# Origin boots



## strothershwacker (Jun 4, 2021)

I wear leather boots for work. I like American made products when I can find them. Chippewa, Thorogood and some of the Redwings are great. I took a leap of faith in these Origin Coronado boots made in Maine. Wore 'em on concrete all week. I am very impressed! Definitely my new favorite work boot. Took bout 2¹/² weeks to get them but they build 'em when you order. You pick your leather and your soles. Seems like a solid company with a heart for qaulity. Mine are true to size and comfortable right out of the box. I don't think they offer steel toes or waterproof or none of that. Just a straight up old school leather boot.
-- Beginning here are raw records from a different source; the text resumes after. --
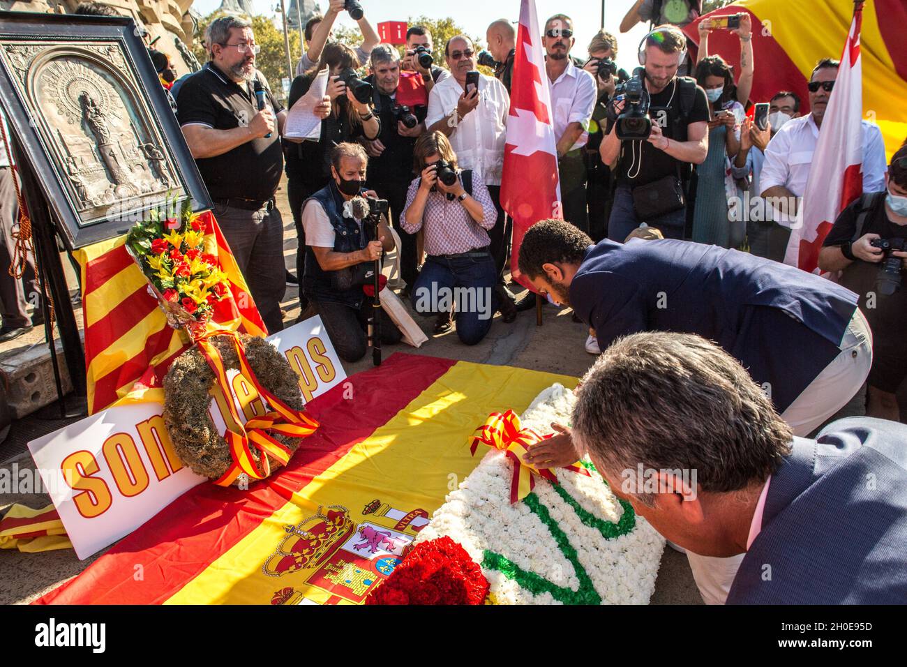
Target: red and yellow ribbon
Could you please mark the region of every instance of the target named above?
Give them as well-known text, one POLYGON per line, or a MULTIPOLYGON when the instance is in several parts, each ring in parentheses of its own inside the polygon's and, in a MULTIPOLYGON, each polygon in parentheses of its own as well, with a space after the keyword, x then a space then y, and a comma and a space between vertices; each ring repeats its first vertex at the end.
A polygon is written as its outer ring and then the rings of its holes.
POLYGON ((229 486, 242 473, 249 476, 249 479, 264 479, 271 473, 268 456, 286 466, 292 455, 287 446, 268 435, 267 431, 290 437, 305 437, 315 432, 315 429, 318 427, 318 423, 308 417, 304 412, 293 409, 261 386, 249 365, 242 342, 236 331, 222 329, 210 329, 197 338, 195 342, 201 354, 204 355, 209 367, 214 371, 215 381, 224 392, 227 407, 229 409, 229 420, 232 422, 227 424, 227 433, 224 437, 229 446, 233 463, 215 484, 220 486, 229 486), (236 408, 231 384, 227 379, 227 368, 224 366, 223 358, 210 342, 210 339, 215 336, 229 337, 237 356, 239 358, 239 372, 252 382, 259 396, 273 408, 271 412, 253 417, 243 425, 236 408), (260 472, 249 448, 253 445, 261 453, 260 472))
MULTIPOLYGON (((529 447, 541 440, 547 440, 554 434, 540 436, 532 428, 522 428, 520 417, 513 410, 502 414, 493 412, 485 423, 475 429, 475 434, 470 442, 470 451, 475 456, 479 445, 487 445, 494 449, 505 452, 507 458, 513 462, 513 477, 511 480, 511 503, 522 500, 535 488, 535 476, 541 476, 551 484, 557 484, 558 478, 550 468, 538 469, 522 460, 529 447)), ((589 475, 589 471, 581 466, 572 464, 564 466, 580 475, 589 475)))

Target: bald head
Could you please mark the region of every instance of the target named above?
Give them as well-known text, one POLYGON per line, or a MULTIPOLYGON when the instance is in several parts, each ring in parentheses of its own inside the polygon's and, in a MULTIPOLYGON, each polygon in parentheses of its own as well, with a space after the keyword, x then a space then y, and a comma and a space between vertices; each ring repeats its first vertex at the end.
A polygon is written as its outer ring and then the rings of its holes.
POLYGON ((516 31, 510 21, 499 18, 485 31, 485 41, 488 42, 488 50, 494 60, 503 63, 516 44, 516 31))

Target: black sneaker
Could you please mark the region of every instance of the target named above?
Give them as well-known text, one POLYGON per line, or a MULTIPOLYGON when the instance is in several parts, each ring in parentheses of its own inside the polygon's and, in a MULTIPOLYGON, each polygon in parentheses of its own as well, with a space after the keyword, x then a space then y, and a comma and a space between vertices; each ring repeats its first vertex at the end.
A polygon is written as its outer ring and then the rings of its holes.
POLYGON ((20 336, 23 336, 34 329, 31 324, 25 325, 24 327, 0 327, 0 343, 5 343, 7 340, 13 340, 20 336))

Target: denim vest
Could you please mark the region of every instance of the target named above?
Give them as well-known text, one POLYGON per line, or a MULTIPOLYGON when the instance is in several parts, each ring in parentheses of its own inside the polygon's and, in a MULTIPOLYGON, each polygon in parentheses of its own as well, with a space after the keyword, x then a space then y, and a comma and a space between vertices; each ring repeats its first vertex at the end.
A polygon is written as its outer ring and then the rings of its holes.
MULTIPOLYGON (((334 228, 335 252, 356 252, 368 245, 368 241, 371 240, 368 226, 363 225, 360 232, 359 225, 355 220, 343 216, 344 198, 333 180, 303 202, 303 211, 310 200, 321 204, 334 228)), ((311 246, 307 245, 306 268, 302 279, 302 290, 305 295, 313 301, 335 301, 356 309, 362 306, 366 296, 362 291, 362 286, 356 285, 349 289, 338 291, 331 285, 332 273, 334 271, 326 271, 321 268, 311 246)))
Figured I'd share my thoughts on it in case anyone had been looking at 'em and was on the fence bout it.


----------



## Robust Redhorse (Jun 4, 2021)

I love my US made Danners!


----------



## Gaswamp (Jun 4, 2021)

love my thorogoods ...thanks for the heads up on origin...although my question wud be do they rebuild


----------



## ArmyTaco (Feb 17, 2022)

Gaswamp said:


> love my thorogoods ...thanks for the heads up on origin...although my question wud be do they rebuild


You have to understand the people behind Origin. I know one, if not both are retired SEALs, with one being Jocko Willink. He went in enlisted in late 80s, got selected to go to college to get commissioned in the Teams, and then was a Task Force Commander named Task Unit Bruiser. That was the deployment they pushed into Ramadi, had Chris Kyle doing his sniper stuff, then later on took first SEAL KIA in Iraq. Those dudes went out night after night just destroying the enemy, and Jocko is an amazing leader. Listen to some of his early Jocko Podcast episodes. He's a brilliant person who is the epitome of a SEAL. Even looks like you'd think. True Patriot! 

Anyway they wanted some 100% truly American made clothing. To do this they had to restore old looms, go source American grown cotton, weave their own denim in-house, then use that to make their jeans. Their hand made leather boots are made the exact same way. If you can find video of the factory, it's insane. Even Joe Rogan said how much he loved his one time. They are going to be the best built boot ever probably.


----------



## Gaswamp (Feb 17, 2022)

ArmyTaco said:


> You have to understand the people behind Origin. I know one, if not both are retired SEALs, with one being Jocko Willink. He went in enlisted in late 80s, got selected to go to college to get commissioned in the Teams, and then was a Task Force Commander named Task Unit Bruiser. That was the deployment they pushed into Ramadi, had Chris Kyle doing his sniper stuff, then later on took first SEAL KIA in Iraq. Those dudes went out night after night just destroying the enemy, and Jocko is an amazing leader. Listen to some of his early Jocko Podcast episodes. He's a brilliant person who is the epitome of a SEAL. Even looks like you'd think. True Patriot!
> 
> Anyway they wanted some 100% truly American made clothing. To do this they had to restore old looms, go source American grown cotton, weave their own denim in-house, then use that to make their jeans. Their hand made leather boots are made the exact same way. If you can find video of the factory, it's insane. Even Joe Rogan said how much he loved his one time. They are going to be the best built boot ever probably.


I hope they do well as they also making jeans and hoodies and they have camo coming out as well.


----------